Underlying health and miscarriage
If you experience either one or more miscarriages, it is always worth looking at your underlying health and any symptoms you may be experiencing. Coeliac disease often goes undiagnosed for years, for instance, and many people do not experience classic digestive symptoms (diarrhoea, bloating, abdominal discomfort etc) or a noticeable reaction to wheat but undiagnosed coeliac disease can increase the risk of miscarriage. Digestive symptoms generally may be a sign you are not absorbing the nutrients from food well and should be investigated. Ensuring you have sufficient levels of key nutrients for fertility and pregnancy is helpful. Ensuring any pre-existing health conditions are well managed is also important as part of a preconception care programme. Optimising diet, health and nutrient levels in the father and the mother before you conceive supports the health of the pregnancy and the future health of your child. You can find out more in our Health and Wellbeing and Nutrition sections of this Fertility Guide, our Fertility and Preconception Care course and The Fertility Book: Your definitive Guide to Achieving a Healthy Pregnancy.
Emotional support after miscarriage
It goes without saying that if you experience miscarriage you should be offered support and counselling as the loss of a pregnancy is heart-breaking for you and your partner. We fully appreciate how difficult it is and recommend seeking support through your clinic, counsellors, local and national support organisations. The Miscarriage Association is one organisation that provides support for people who have experienced miscarriage.
Remember that you are not alone, even though it may feel like it. For most people the sad loss of a pregnancy is a single event and the greatest likelihood is that your next pregnancy will be fine. Alongside individual support, you may find strategies to help cope with the general stress of infertility in the Fertility, Stress and The Mind section helpful.

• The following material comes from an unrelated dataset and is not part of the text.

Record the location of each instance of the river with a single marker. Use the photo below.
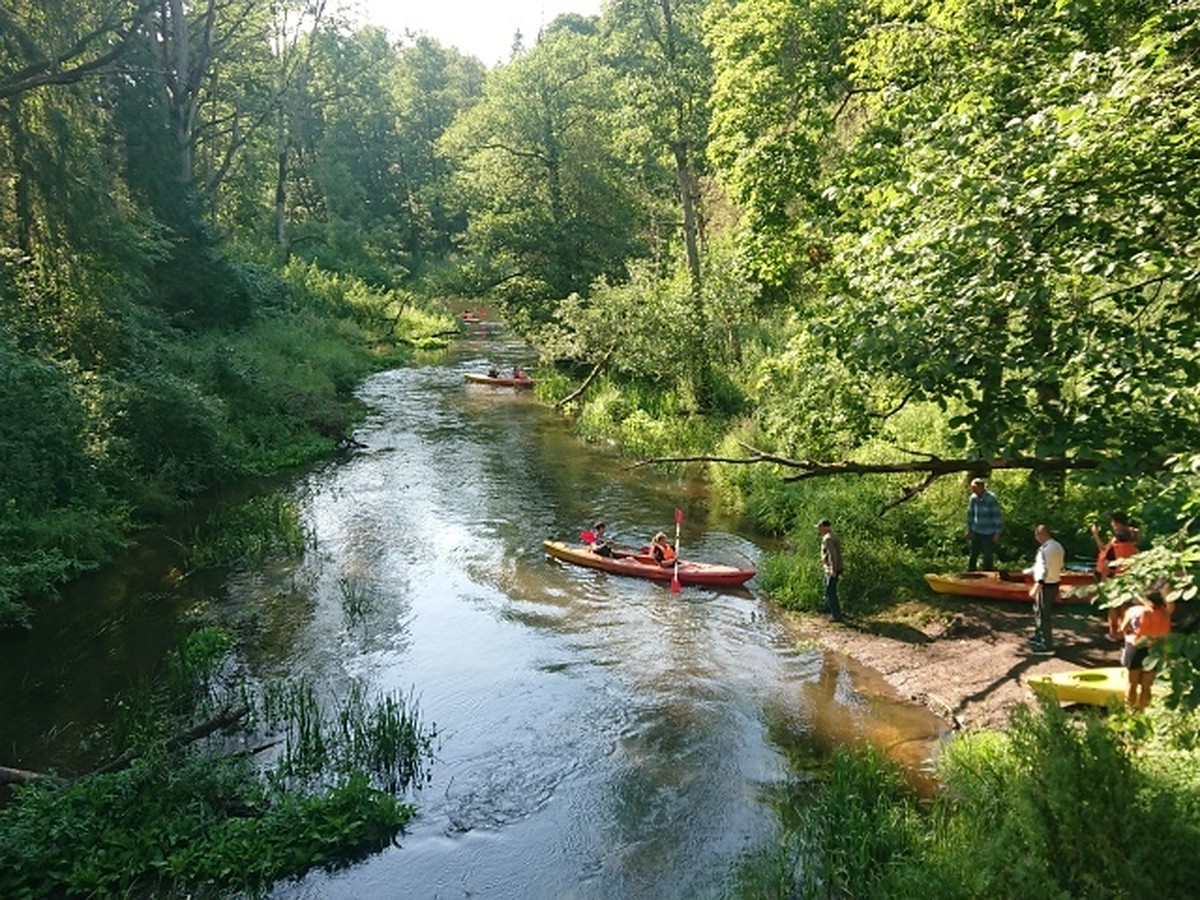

Talk to your doctor next time you get pregnant so that you are monitored carefully and supported during what will naturally be an anxious time. You can find out more about all aspects of miscarriage and recurrent miscarriage to help ensure you have the right investigations and treatments in The Fertility Book: Your definitive Guide to Achieving a Healthy Pregnancy.
References
- Adam Balen and Grace Dugdale. The Fertility Book: Your Definitive Guide to Achieving a Healthy Pregnancy. Penguin Random House (Vermilion) 2021
- McQueen, D. B., Zhang, J., & Robins, J. C. (2019). Sperm DNA fragmentation and recurrent pregnancy loss: A systematic review and meta-analysis. Fertility and Sterility, 112(1), 54–60.
- American College of Obstetricians and Gynecologists (2014). Cerclage for the management of cervical insufficiency. ACOG Practice Bulletin no. 142. Obstetrics & Gynecology, 123(2 Pt 1), 372–9.